Bologna, 19 agosto 2018 - La mobilità dei mezzi di trasporto produce nei mesi estivi il 50% delle emissioni di gas serra, senza considerare il calore immesso direttamente nell’aria. Non occorre essere scienziati per capire quanto incidono questi fattori su temperature, umidità e tossicità dell’atmosfera: si dovrebbe far viaggiare le merci in ferrovia il più possibile ed educare la gente all’uso dei mezzi pubblici.

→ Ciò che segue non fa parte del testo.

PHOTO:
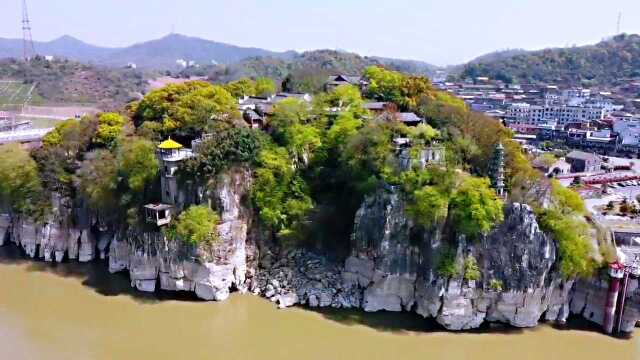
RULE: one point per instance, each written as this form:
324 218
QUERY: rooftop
581 155
169 145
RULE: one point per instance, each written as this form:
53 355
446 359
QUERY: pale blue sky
440 32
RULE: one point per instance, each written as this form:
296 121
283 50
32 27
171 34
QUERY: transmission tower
619 23
29 50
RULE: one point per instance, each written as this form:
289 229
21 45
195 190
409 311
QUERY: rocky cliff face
395 268
209 271
392 266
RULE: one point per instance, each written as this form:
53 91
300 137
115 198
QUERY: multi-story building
522 113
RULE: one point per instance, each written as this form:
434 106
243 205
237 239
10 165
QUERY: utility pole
27 41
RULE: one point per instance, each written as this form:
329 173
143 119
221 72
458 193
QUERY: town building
583 162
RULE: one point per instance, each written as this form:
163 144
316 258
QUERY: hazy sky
441 32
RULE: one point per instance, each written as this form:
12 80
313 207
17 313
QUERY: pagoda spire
496 170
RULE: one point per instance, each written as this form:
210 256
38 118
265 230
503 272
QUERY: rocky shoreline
387 269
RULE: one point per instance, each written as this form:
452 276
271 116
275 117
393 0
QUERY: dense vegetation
312 166
306 72
598 64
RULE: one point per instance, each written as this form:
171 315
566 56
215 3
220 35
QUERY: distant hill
69 82
603 63
161 54
158 54
306 72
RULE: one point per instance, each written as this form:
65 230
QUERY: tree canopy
195 226
20 185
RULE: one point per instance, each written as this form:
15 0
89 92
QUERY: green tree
195 226
368 156
471 269
72 136
265 87
20 186
566 200
185 109
138 164
475 207
240 88
428 207
347 98
225 147
574 247
98 180
109 129
290 122
447 265
281 195
384 85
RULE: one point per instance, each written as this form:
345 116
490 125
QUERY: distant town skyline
441 33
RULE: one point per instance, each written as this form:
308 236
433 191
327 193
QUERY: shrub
471 270
475 207
496 285
447 266
195 226
574 247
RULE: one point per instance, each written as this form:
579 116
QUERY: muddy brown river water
73 311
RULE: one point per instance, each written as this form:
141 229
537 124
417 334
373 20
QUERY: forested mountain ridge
308 71
70 82
602 63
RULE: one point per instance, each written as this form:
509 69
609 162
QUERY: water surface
73 311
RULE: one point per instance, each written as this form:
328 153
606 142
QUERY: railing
23 135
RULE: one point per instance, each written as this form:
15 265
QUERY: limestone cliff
392 265
209 271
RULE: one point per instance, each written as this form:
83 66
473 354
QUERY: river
76 311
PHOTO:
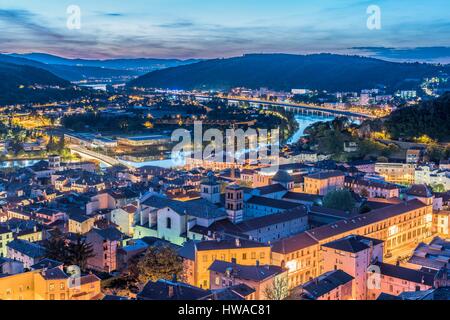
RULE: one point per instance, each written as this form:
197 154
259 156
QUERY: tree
56 249
70 253
79 252
278 290
339 200
160 263
364 193
438 187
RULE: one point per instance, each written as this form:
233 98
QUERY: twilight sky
222 28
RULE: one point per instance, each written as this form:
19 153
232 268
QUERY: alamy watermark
374 19
73 21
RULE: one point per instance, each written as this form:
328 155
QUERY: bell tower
234 202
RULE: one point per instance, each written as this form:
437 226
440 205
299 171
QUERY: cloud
414 54
177 24
26 20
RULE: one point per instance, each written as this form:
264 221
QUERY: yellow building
6 236
199 256
52 284
300 255
80 224
396 172
323 182
400 226
441 223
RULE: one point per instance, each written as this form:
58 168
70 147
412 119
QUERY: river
303 122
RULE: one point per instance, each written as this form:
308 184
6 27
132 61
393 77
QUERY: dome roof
419 190
282 176
210 179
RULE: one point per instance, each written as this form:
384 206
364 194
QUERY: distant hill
283 72
139 65
15 82
431 118
71 72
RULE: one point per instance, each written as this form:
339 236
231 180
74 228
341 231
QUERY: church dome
282 176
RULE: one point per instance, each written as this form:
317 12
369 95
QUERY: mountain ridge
329 72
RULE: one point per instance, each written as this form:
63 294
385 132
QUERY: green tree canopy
160 263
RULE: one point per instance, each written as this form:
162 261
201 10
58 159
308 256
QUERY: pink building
105 243
353 254
332 285
394 280
226 274
372 189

Gianfranco Tumiatti, Bologna

Risponde il condirettore de 'il Resto del Carlino', Beppe Boni

Siamo perennemente appesi a due verità: i catastrofisti che annunciano la fine della terra a breve causa inquinamento e coloro che negano il malessere del globo. Esiste una via di mezzo che deve governare le scelte e le paure. Il pianeta è un gigante malato che ha bisogno di cure e verso il quale occorre avere molta attenzione. I fronti su cui bisogna agire sono molteplici e ognuno nel proprio piccolo è in grado di mettere un mattone nella costruzione di un mondo migliore. Agli scienziati tocca il compito di studiare forme di progresso che tutelino la nostra salute, a noi stessi tocca il compito di educare le giovani generazioni ad una maggiore sensibilità su questo tema. Ormai l’industria è abbastanza attenta alla tutela dell’ambiente, i mezzi pubblici sono quasi tutti idonei, i veicoli privati si adeguano all’energia pulita. Avanti così, senza drammatizzare.